いち早くニコ動の方で聞かせてもらった、"いくつの川を越えれば"は、船長が若い頃に作った曲というが、パイロットを意識したというメロディアスな曲。すごく好きなのだけど、打ち込みではなく人間がプレイするバンド形式かもしくはもっとテクノ・ポップ風のarrで聞きたかった気もする。タイトルはジミー・クリフの"Many Rivers To Cross"にインスパイアされたとか。
あっという間に終わる"Start Again"は、見事な小品で、こういうのを2曲目に入れるセンスは好き。短いけど完結したメロディー。

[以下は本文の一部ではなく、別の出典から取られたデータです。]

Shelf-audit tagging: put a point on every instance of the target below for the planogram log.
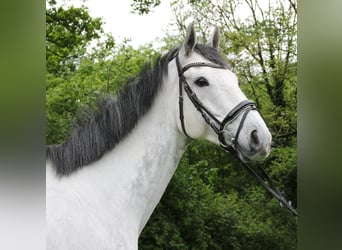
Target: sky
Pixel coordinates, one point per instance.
(122, 23)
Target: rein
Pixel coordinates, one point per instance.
(243, 108)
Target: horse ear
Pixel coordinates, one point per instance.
(214, 39)
(190, 40)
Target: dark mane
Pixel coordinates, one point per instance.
(100, 129)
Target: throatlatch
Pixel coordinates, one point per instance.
(220, 128)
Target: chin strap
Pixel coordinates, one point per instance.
(219, 127)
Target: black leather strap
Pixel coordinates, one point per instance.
(245, 106)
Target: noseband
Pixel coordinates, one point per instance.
(220, 127)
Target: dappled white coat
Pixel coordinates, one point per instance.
(106, 205)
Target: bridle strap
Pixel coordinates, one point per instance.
(206, 114)
(243, 107)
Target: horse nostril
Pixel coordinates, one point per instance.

キンクスの"Hard way"のイントロを借りたパワー・ポップの"支える女"は、ニッチ・ポップ的なセンスが面白い。早口のvoはさすがにミク。vibraphoneが聞こえるだけでニヤリとさせられる"Let Me Sing"は、人気曲。僕はメロトロナーではないけど、この曲の中半のメロトロンに思わず涙腺が刺激された。予期してなかったからね。船長本人の解説では、「PFMとイエスへのオマージュみたいな」曲とか。あとvibeはカナダのポーレンというバンドからの影響かな?とのこと。
さて問題作"人形使い"。ハインラインの短編からタイトルを取ったらしいプログレ趣味全開のインストで、中東風の旋律、うねるようなviolinとミクのスキャットは妙になまめかしい。

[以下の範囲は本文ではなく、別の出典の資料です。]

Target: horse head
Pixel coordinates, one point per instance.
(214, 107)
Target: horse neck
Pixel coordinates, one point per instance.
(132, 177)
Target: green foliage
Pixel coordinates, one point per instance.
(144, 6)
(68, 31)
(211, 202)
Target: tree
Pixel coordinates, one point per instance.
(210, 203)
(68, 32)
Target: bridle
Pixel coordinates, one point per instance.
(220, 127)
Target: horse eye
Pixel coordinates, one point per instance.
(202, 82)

"普通じゃないよ"は、原題が"You're not like everybody else"といいなんともキンクス好きの船長らしいねじれた感覚。でもこの曲はそういうタイプじゃなくて、ゆるやかなナンバー。僕はミクじゃない方がいいなあと思うのは、"Bye Bye Bye"とか、こんな曲か。
"Blue For You"は緩やかなスライドが気持ちいいナンバー。僕はこういうのに弱いのだ。
そして"ユメタビウタ"は、アカペラから始まる力強い「再生」の歌。これも"いくつの川"同様涼しげなvoにやってもらいたいなあ。カーペンターズとBJHからの影響大と船長は書いてるが、エンディングのgって何かを思い出すけど、思い出せないんだなあ。